# Toño Torreón llega a los 1000 ¡el día de su cumpleaños!



## lamartus

Estimado Toño:


*¡¡¡FELICIDADES DOBLES!!!

**¡Feliz cumpleaños y feliz postiversario!

Es un placer tenerte por aquí. Muchas gracias por ser un forero enormemente activo, siempre amable y atento, pero sobre todo por hacerme ver lo cerca cerquísima que estamos estando tan lejos. ¿Será una cosa general o es que somos especímenes raros ambos?

Un abrazo enorme, compañero, y espero leer muchas miles más de aportaciones tuyas.*​


----------



## krolaina

¡¡FELICIDADES!!​
Claro, tú lo que querías era que te felicitásemos por todo, eh??.

Tienes que dedicarnos muchas "caritas", eh?

Es genial compartir contigo los hilos, siempre tan ameno, divertido, simpático, gracioso! vamos, me parto contigo.

Besos múltiples en este día de dobles felicitaciones y un gracias enorme por toda la ayuda que prestas.

Ándale!

Carol.​


----------



## ToñoTorreón

¡Hasta que pude entrar!

Muchísimas gracias a las dos. Todo me salió según mis planes jajajajajaa. Lo del postiversario no me había dado cuenta, y lo del cumpleaños quisiera olvidarlo, pero bueno...

Espero poder seguir disfrutando de sus comentarios y aportaciones hasta que cumpla el doble (de años, no de posts).
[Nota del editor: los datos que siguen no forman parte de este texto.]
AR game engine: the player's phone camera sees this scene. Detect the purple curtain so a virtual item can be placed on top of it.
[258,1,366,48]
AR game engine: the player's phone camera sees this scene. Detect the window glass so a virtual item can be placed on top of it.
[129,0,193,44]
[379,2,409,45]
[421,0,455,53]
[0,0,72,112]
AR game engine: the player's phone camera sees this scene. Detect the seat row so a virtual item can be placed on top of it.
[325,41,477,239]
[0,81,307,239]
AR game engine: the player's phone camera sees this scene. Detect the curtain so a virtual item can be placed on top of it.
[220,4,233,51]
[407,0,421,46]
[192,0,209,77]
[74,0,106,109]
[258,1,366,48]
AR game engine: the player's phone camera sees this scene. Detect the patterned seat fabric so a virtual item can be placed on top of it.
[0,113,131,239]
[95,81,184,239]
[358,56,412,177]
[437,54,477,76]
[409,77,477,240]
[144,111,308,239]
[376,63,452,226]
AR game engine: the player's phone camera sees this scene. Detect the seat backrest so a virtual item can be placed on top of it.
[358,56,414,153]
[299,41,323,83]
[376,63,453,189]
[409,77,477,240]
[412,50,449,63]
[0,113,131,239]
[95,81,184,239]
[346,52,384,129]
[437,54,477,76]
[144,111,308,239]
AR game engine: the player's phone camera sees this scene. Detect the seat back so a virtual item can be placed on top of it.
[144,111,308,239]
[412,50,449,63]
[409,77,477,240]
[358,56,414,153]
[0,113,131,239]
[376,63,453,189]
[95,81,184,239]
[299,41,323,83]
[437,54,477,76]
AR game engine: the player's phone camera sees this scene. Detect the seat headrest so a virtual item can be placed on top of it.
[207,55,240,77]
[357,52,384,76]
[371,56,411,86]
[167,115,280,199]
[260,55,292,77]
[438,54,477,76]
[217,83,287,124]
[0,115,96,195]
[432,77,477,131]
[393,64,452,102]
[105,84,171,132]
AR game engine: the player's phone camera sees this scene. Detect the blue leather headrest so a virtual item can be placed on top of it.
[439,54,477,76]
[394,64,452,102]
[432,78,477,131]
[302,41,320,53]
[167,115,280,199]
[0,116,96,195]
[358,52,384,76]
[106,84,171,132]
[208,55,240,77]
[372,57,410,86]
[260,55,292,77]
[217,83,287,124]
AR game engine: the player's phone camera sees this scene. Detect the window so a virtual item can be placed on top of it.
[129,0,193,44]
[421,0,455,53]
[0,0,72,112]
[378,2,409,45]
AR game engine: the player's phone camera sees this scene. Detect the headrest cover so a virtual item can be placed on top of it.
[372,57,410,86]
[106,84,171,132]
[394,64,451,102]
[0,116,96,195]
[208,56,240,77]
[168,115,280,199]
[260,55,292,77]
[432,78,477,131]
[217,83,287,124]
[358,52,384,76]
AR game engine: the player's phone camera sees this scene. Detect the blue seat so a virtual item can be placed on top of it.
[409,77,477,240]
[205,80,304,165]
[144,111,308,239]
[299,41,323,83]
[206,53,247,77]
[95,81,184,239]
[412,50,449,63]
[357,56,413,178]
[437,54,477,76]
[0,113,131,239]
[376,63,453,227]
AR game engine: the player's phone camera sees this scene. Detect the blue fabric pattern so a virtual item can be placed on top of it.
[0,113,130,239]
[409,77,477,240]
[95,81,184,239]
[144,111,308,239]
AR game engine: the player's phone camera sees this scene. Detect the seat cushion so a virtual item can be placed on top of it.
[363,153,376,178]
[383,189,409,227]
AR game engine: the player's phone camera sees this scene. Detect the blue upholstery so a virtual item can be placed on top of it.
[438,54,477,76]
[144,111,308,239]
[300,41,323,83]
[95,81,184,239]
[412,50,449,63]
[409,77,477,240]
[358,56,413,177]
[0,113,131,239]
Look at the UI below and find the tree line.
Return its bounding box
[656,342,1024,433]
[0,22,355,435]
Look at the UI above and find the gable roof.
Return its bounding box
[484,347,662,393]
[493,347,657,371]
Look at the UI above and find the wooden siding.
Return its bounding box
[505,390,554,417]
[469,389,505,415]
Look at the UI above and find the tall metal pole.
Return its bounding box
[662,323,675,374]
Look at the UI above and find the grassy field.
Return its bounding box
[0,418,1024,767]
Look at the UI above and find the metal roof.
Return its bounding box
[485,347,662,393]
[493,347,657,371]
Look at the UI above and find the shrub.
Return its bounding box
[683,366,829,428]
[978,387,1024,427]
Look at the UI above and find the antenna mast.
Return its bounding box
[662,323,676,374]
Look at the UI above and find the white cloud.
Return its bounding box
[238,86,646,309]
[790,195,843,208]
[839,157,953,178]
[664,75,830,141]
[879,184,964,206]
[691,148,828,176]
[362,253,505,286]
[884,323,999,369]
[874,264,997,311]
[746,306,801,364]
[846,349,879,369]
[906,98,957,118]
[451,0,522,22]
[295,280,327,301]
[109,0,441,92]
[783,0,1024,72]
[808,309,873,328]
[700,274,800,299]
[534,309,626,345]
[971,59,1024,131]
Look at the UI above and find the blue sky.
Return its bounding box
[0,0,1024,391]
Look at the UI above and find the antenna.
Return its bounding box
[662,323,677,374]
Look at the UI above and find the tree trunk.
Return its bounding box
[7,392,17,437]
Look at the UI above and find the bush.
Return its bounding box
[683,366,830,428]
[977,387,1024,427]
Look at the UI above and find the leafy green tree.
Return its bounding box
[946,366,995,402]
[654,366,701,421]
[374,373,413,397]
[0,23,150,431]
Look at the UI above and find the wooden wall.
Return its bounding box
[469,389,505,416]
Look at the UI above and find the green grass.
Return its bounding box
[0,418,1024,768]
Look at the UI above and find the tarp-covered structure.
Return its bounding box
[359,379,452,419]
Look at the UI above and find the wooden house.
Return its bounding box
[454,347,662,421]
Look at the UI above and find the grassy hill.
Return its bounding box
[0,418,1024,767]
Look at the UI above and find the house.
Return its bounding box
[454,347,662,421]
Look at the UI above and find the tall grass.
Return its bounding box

Un beso a las dos (a las dos mejillas de cada una de ustedes).

¡Gracias!


----------



## Rayines

*¡¡Bingo, Toño!!, ¡¡Muchas felicitaciones, y que sigas cumpliendo.....DE TODO!! *


----------



## EmilyD

Many happy returns of the Day and of the Post !!    

Nomi


----------



## ToñoTorreón

¡Rayines, muchas gracias por tus deseos! Espero seguir cumpliendo, al menos años.

EmilyD, thank you for your wishes!


----------



## horusankh

Muchas felicidades Toño, sí, por las dos cosas, no se me achicopale, que al cabo el cumpleaños nomás dura un día, y hasta el año que entra. Disfrútelo. 

Espero que te la pases muy bien y que sigas acumulando posts a esa velocidad, y de paso compartiéndonos tus conocimientos. Muchas gracias por eso. 

Roberto.


----------



## Berenguer

*¡Felicidades dobles Toño!* Tanto por esos 38 tacos (¡coño! hay que sentirse orgulloso de ir acumulando sabiduría), como por ese millar de mensajes al estilo "speedy gonzalez" (que recuerdos de infancia, con ese ¡ándale, ándale, arriba, arriba!) pero siempre con extrema sapiencia.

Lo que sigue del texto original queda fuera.